六道輪廻のなかで最高位にあるのが「天」ですが、この「天」は、同じ字を書く「天国」とは違います。

天、天国、極楽とならべてみますと、私達は日常的に同じイメージで使っていますが、天国は一神教の宗教であるキリスト教の理想郷を意味しています。

仏教の「天」は六道輪廻のなかの人間界よりは少しだけ上にある世界で、これも他の地獄や餓鬼と同様、決して理想郷ではなく、迷いの世界の一つなのです。

仏教でいう理想郷は「極楽」で極楽にいければ、もう二度と人間界や地獄に堕ちないと約束されています。

しかし、天には寿命があり、不安や苦しみもあります。

輪廻の法則によって、次に生まれるのが修羅か人間なのかはわかりません。

特に天を去るときの苦しみは地獄での責め苦よりはるかに悲惨であるといわれています。

仏教でいう天と、キリスト教が教える天国とは違うものなのです。

それでは、極楽とはどんな所かといいますと「阿弥陀経」によれば、金,銀、瑠璃、水晶に飾られ、地面は金でできており、砂金が敷きつめられた功徳の水をたたえる池もあり、その池には色とりどりの蓮華が咲き乱れ、美しい音楽がいつも流れていて想像を絶する世界だそうです。

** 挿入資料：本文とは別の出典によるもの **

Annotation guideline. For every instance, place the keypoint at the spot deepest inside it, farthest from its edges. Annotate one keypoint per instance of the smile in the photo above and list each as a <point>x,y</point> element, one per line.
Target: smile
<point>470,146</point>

機会があれば「阿弥陀経」に一度目を通してみてください、他にも宝石の瑪瑙や孔雀、鸚鵡などといった鳥も美しいものの象徴としてでてきます。

金仏壇はこのような極楽浄土の世界を現しているものといわれています。

また、仏像にも黄金色が使われているのはこのような思想があるためです。

「天」・「天国」・「極楽」いずれも似ているようで大違いですね。